Times are tough on the high street – there’s no denying that. Over the past five years one in twelve high street shops have closed their doors for good, whilst some of the biggest chains have cut loose hundreds of branches and thousands of jobs.
The reasons for this are multiple, yet difficult to pinpoint; the rise in online shopping, rising inflation, swelling household debt, and the mass closure of cashpoints have all been attributed to the decline of the high street.
However, there is nothing inevitable about this decline. Small and large high street businesses across the UK are thriving while others are failing. If your business is struggling, this is what you can do to return to profitability.
1. Add Some Kerb Appeal
How your business looks on the outside is absolutely crucial to getting people inside. Shoppers and restaurant-goers are much more likely to stick their head into an unfamiliar business if the exterior looks hip or enticing.
A tatty, run-down looking shop isn’t going to attract any footfall. Read up on the latest store design trends and see what you can make work for your business. Transparency is highly effective, so consider getting large plate glass windows that allow passers-by to see into your business. Create a space that is bold, eye-catching, and inviting.

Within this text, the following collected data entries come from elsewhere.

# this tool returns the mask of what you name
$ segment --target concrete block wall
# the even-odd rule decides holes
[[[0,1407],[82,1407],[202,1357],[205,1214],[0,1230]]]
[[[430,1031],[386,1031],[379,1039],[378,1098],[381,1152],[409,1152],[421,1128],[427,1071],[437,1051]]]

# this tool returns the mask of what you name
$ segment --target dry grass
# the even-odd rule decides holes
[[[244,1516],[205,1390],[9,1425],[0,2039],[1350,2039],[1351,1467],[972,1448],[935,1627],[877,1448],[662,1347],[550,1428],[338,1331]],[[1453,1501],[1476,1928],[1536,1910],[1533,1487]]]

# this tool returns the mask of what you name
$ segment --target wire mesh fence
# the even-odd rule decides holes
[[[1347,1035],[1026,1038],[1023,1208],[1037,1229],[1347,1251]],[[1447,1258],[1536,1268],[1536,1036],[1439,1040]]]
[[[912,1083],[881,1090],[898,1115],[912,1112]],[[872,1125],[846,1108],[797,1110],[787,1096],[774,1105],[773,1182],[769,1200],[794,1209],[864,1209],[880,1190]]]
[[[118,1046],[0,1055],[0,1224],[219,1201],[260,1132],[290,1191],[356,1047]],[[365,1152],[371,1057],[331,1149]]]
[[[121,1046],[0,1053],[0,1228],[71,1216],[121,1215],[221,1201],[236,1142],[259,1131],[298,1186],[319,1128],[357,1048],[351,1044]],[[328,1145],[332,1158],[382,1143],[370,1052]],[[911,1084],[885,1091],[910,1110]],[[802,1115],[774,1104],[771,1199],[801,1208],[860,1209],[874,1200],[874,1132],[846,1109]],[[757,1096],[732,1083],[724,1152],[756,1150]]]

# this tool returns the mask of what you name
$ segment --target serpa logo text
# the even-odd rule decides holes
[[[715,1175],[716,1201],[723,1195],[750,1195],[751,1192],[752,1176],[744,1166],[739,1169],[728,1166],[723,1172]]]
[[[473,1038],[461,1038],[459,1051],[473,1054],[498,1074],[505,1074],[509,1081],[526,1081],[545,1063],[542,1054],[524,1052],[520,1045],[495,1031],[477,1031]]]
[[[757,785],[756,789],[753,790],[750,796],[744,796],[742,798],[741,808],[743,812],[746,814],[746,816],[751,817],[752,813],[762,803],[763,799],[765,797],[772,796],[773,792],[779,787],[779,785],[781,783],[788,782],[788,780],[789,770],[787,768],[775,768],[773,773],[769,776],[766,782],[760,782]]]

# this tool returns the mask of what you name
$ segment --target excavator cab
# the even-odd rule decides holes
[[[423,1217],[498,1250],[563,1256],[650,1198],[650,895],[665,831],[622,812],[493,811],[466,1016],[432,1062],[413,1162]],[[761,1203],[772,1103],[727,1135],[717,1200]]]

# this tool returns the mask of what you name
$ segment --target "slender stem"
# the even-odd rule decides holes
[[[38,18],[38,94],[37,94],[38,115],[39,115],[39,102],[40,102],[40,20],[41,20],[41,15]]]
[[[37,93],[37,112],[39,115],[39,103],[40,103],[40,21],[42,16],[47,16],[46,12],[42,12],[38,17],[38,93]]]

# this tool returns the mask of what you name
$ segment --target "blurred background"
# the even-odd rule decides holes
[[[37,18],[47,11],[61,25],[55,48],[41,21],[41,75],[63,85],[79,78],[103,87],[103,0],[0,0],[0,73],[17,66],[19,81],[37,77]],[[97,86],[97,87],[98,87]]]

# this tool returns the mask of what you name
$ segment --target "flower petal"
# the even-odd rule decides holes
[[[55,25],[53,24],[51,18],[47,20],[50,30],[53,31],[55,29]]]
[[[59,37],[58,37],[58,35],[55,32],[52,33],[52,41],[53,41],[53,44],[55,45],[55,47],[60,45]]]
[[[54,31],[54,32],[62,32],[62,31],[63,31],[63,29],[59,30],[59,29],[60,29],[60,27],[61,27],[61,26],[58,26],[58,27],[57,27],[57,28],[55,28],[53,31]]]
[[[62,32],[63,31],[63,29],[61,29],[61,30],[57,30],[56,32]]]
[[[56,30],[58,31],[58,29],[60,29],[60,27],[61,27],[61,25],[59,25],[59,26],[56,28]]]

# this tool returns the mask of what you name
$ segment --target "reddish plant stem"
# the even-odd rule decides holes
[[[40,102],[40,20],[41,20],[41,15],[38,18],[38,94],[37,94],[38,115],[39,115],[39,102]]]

2. Update Your Infrastructure
One of the keys reasons that people are turning away from the high street is that many retailers simply haven’t adapted to 21st-century consumption habits.
The most important thing is payment infrastructure; you’ll need to offer contactless and smartphone payment options as a bare minimum and you should seriously consider adopting platforms such as Alipay or PayPal.
Touch-screen ordering systems and digital displays will also help encourage sales. Just do what you can to bring your bricks-and-mortar business into the digital age.
3. Give Out Some Freebies
You don’t need to go too crazy with this one, but it is undeniably one of the most effective ways to attract loyal customers. Rather than simply giving away your stock, encourage loyalty by offering free services or credit in exchange for membership.
Online betting platforms in the UK have been trailblazers in this regard, with popular sites offering hundreds of pounds worth of free bets and services in exchange for a deposit and membership sign up. It has proven hugely successful at attracting and retaining customers and it’s a model that can be applied to all kinds of businesses.
4. Diversify Your Offerings
You can’t appeal to everyone all of the time, but you can certainly expand your appeal by diversifying what you offer. If you’re a high street cafe, you can double up as a book shop by offering customers the chance to read and purchase books alongside their latte.
If you’re a clothes retailer, consider natural tie-ins such as a makeup counter or a section selling style magazines. Your additional offerings don’t even have to be thematically linked; offering some unexpected goods and services is a good way to attract attention and garner a reputation as a unique and unconventional business.
The less you offer your customers, the more limited your business will be.
5. Offer an Experience
If the only thing your business is offering customers is the opportunity to purchase items, then you’re not doing anything to convince them that shopping online isn’t the better option.
Consumers, especially millennial ones, are much more drawn to the so-called “experience economy” in 2019, meaning that they are much more inclined to pay for a physical experience that’s worth remembering (and sharing on social media).
Do what you can to make your space look more Instagram friendly, crank your customer service up to 11, and most importantly, turn your place of business into somewhere experiences happen. The best way to do this is by hosting themed events, such as wine tasting, creative workshops, or social events.
6. Encourage Loyalty
This has already been touched upon but bears repeating. The key to running a viable high street business in 2019 is by offering something that will encourage people to keep coming back.
In its simplest form, this includes promotional offers such as discount cards, where customers can get something for free once they’ve visited your business and made a purchase enough times. Turn your customers into a community of people who identify with what you’re selling and are proud to shop with you.
7. Expand Online
Digitising your business should not be seen as an admission of defeat in the era of online shopping. Rather, it should be a convenient extension of your land-based business. People should be drawn to your business for the experience of shopping there but should be able to purchase their favourite items online when it is inconvenient for them to travel into town.
Simply offering your most popular items on your own dedicated online store can make a significant difference for your sales and seriously boost your profit margins. Ideally, you’ll want to build and own your very own dedicated website, one which strongly resembles the brand identity of your physical store.
If this isn’t feasible for you, consider reaching out to e-commerce platforms such as ASOS or Etsy to see if they can stock certain items on your behalf.
The high street may be going through a period of unprecedented struggle right now, but that doesn’t mean your business has to suffer. External forces may affect the market in negative ways, but survival all depends on how you choose to adapt.